Agility is usually defined as the ability to ‘respond to change’. So it's worth looking at where the change drivers are in the value chain of the software delivery lifecycle:
This over-simplified picture shows product managers coming up with ideas, that then go through a design and development phase and are finally delivered to be enjoyed by end users.
During the inception of Agile in the ‘90s, change was driven mainly from the left side of the value chain as input from product managers, or other business stakeholders, inside the company.
Delivery cycles were long: in the case of ‘shrink-wrap software’, sometimes even years for a new version of an office suite. While end-user feedback would be incorporated into the next major version, it was usually indirect, filtered and translated by business stakeholders.

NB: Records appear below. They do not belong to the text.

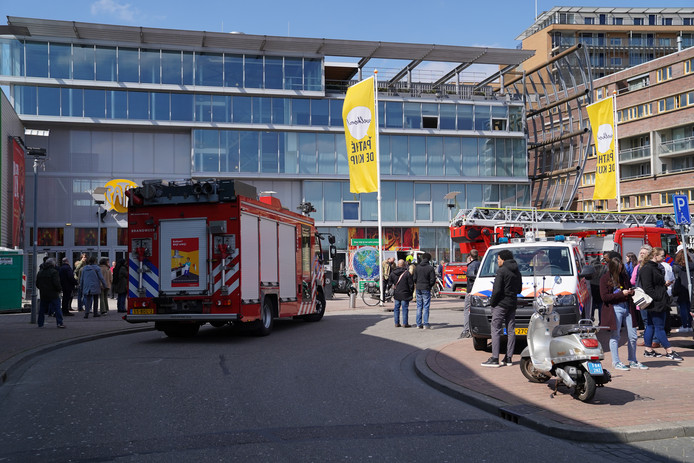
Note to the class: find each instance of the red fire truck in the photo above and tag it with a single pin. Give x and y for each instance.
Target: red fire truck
(478, 228)
(212, 252)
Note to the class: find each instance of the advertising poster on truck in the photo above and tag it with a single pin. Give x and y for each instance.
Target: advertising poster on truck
(184, 258)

Agile methods tried to maximise the value that could be created in such multi-month projects during the design and development phases. They achieved this by subdividing projects into smaller cycles, and having cross-functional teams of business representatives, developers, testers and designers working together on a daily basis.
Agile eliminated the need for large-scale, up-front design and requirements gathering. Business stakeholders could validate the progress every few weeks, allowing frequent course corrections by adding new, removing existing, and re-prioritising features and tweaking their designs.

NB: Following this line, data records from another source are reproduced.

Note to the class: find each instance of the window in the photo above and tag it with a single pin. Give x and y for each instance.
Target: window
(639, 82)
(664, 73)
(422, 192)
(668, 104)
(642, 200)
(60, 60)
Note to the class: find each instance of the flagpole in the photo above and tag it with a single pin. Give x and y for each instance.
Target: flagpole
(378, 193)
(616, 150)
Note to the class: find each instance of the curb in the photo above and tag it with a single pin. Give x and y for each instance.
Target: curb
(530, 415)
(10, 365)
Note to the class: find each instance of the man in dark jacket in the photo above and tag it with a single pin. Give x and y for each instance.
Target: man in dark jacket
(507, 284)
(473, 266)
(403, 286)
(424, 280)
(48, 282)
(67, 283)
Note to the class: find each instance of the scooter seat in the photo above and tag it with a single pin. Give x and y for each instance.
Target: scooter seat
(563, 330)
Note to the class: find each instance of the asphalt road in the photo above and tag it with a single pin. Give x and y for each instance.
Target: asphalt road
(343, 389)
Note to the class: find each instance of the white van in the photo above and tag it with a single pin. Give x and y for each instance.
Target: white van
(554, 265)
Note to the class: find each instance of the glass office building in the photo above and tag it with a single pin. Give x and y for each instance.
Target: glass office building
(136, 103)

The delivery phase—or, quite literally, ‘shipping’ the software—was not yet a major bottleneck; collaboration during development was. Software delivery and operations functions were therefore often externalised, as these were not regarded as core skills of the business.
The advent of e-commerce, the social web, and also the app economy started to change this picture. The interaction of end users with the software started to have a more direct effect on the value chain: be it through reviews in app stores, or real-time analytics that teams started to employ to analyse how their software was used. Whereas, in the old days, companies could mandate how their product should be used (‘best viewed with Netscape 4 on 1024x768’), new usage patterns and new devices now needed to be addressed every few weeks—or customers went elsewhere.

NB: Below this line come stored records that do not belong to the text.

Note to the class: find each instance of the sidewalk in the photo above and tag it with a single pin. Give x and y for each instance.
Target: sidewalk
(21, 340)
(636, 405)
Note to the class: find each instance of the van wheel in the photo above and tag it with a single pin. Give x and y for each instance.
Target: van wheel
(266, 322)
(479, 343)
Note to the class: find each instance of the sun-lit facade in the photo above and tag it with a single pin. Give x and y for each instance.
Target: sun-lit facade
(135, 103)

The direct change drivers were slowly shifting towards the right-hand side of the value chain, to the end user.
The delivery phase now became the bottleneck. While well-honed Agile development practices would ensure that these new and more frequent change drivers could be translated into software, the delivery practices were not designed for that increased change cadence—especially if they involved additions or changes to IT infrastructure. The term ‘potentially shippable product’, often used in Agile frameworks, did not consider infrastructure as part of the product.
IT organisations responded to this trend by re-integrating operations functions into product teams. This became commonly known as ‘DevOps’ and meant a reorganisation for most companies. Large companies are often still in the process of reversing some of the externalisation efforts that made so much sense in the 2000s.
A central theme in Agile implementations is breaking down silos between specialist groups like business analysts/subject matter experts, architects, designers, back- and front-end developers, etc., and instead forming cross-functional teams that can take full ownership of their product.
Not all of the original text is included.